En noviembre de 1989 hacía apenas cuatro meses que Carlos Menem había asumido y fue entonces que dijo una de sus muchas frases célebres: “Ramal que para, ramal que cierra”. Los sindicatos ferroviarios, carozo de la Argentina peronista, no lo podían creer. Ellos habían puesto plata y habían hecho campaña por Menem, que ahora, de golpe y de la mano del liberalismo más rancio, los traicionaba. No sólo ordenaba privatizar los trenes. Si los sindicatos hacían huelga, se cerraban los ramales y a otra cosa.

Con muchas otras cosas sucedió lo mismo. Menem, que había ganado la presidencia con promesas demagógicas y populistas, de salariazos milagrosos y revoluciones productivas, hizo todo lo contrario. Con una total falta de escrúpulos. A la vista de todos. Porque no tenía sentido tratar de disimular. Privatizó y dio en concesiones empresas estatales. Introdujo las AFJP. Transfirió escuelas a las provincias. Liberalizó precios y controles. Modernizó y desreguló la economía. Se alió a Estados Unidos. Abrió la economía. Encima a todo esto Menem lo hacía sonriendo, envuelto en una frivolidad de vedettes y ferraris testarrosas, delegando todo en ministros porque daba la impresión de que él no entendía bien lo que él mismo estaba haciendo.

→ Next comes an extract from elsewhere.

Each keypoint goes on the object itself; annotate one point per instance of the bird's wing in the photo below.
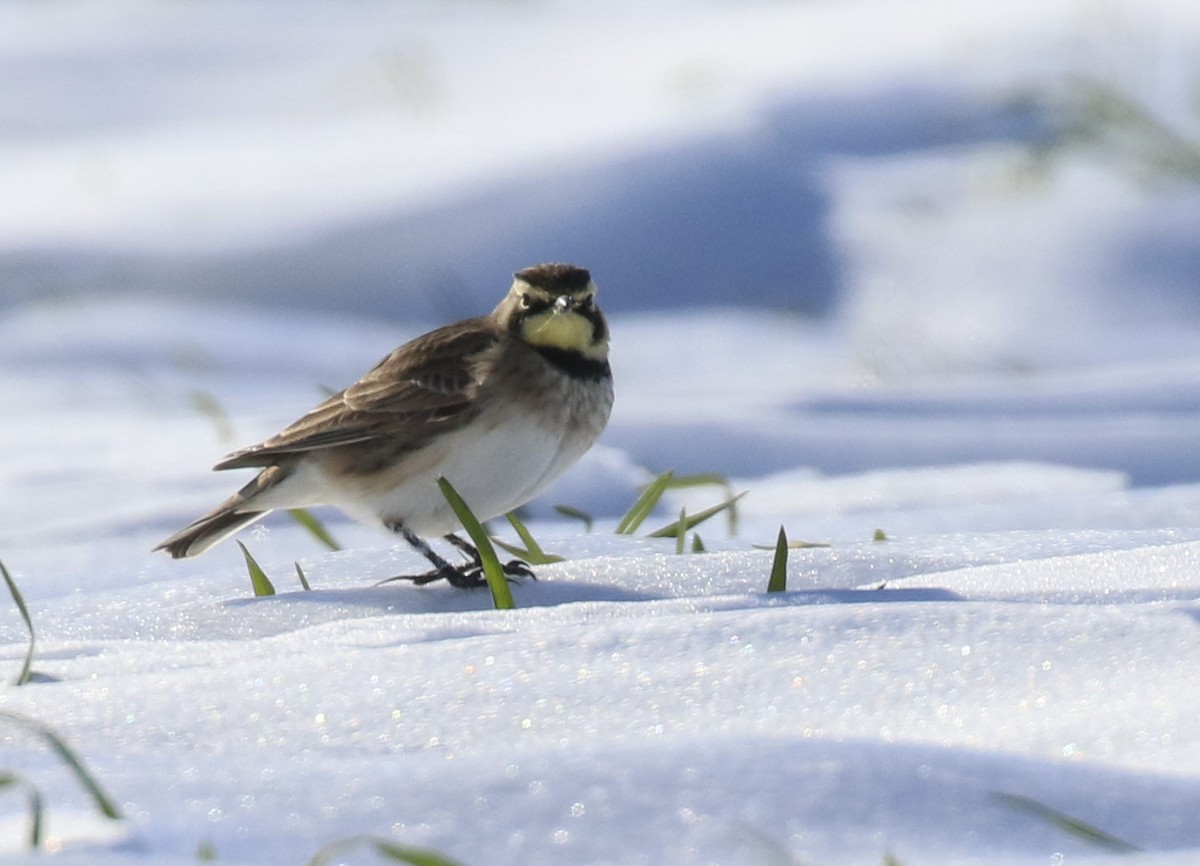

Era una violación sistemática de la biblia del populismo argento. Muchos argentinos reaccionaron con sorpresa y escozor. Aunque en el fondo también sabía que era inevitable. La hiperinflación de Alfonsín había dejado claro que era imposible seguir financiando con la maquinita un estado completamente deficitario ordeñado por amplios sectores de una sociedad que, como Menem, hacía rato había perdido sus escrúpulos.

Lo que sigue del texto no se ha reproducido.